As the years passed, this super-senior executive ended up becoming the head of another financial firm that was based in the middle of the country. He had to move there. And when I called this new firm, guess who answered his phone?
It finally dawned on me that executives like this really do place a huge value on their assistants. In fact, probably more than many other executives with fancy titles that work there.
Meanwhile many of us “classically trained” sales people think of executive assistants as “gatekeepers”. We try to figure out how to avoid them (see my calling at 8AM strategies.)
We know that the assistant wants to protect the senior exec from wasting their time. We know the senior exec has no time to waste. Therefore we deduce the assistant will be our enemy as we are trying to waste the executive’s time.
But if we work for a company where we believe in our products why would we be wasting the executive’s time?

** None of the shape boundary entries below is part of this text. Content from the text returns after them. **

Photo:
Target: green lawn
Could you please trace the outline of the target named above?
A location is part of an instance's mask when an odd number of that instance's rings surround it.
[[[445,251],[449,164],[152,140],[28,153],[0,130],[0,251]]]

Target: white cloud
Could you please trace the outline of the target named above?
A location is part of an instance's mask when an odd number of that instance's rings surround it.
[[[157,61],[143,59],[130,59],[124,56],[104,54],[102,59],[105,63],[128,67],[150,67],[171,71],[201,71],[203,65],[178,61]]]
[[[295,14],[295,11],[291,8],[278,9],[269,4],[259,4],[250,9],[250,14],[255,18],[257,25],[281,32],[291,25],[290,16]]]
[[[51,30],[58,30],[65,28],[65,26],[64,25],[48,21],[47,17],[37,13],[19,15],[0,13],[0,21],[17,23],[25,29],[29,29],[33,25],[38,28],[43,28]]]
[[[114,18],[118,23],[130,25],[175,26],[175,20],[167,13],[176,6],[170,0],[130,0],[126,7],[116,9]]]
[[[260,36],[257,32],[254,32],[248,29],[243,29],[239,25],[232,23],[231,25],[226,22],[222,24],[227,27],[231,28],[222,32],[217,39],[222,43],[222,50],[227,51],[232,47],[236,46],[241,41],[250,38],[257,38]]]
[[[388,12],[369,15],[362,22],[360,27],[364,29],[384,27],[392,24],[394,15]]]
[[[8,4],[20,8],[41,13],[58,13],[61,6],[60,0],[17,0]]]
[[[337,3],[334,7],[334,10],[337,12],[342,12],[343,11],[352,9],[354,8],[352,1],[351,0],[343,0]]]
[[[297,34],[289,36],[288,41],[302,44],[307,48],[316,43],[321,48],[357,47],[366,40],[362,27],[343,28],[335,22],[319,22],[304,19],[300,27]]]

Do we not believe in our products or company? In which case, I would deduce you may be in the wrong job. Or are we practicing promiscuous prospecting where we target hundreds of executives with no idea whether our product fits their situation?
Stand up and stand out
If you’ve actually thought about how your product solves a problem in a particular niche and you believe it really does bring value to that firm, then you believe that you won’t be wasting the executive’s time.
If you think the executive’s time will be well spent talking to you, then you have nothing to hide.
You have no reason to avoid the executive’s assistant. If they are a good assistant, they will realize that you could potentially help the company do better and even help the executive themselves do better.
As Stu Heinecke says in his book How to get a meeting with anyone just treat the assistant like a vice president in the company. Send them the content you want to put in front of the executive. Ask for their opinion. Listen to their answers. Find out if they see a fit between your offering and the company’s situation.
Taking that approach can really make you stand out.
Most sales people will call the executive’s office trying to avoid the assistant. They will come across as sneaky and manipulative. They will immediately be put on the “naughty list” and the assistant will try to stop them getting through.
If you take the opposite approach, you may well have the velvet rope opened and you will be one of the few that gets in.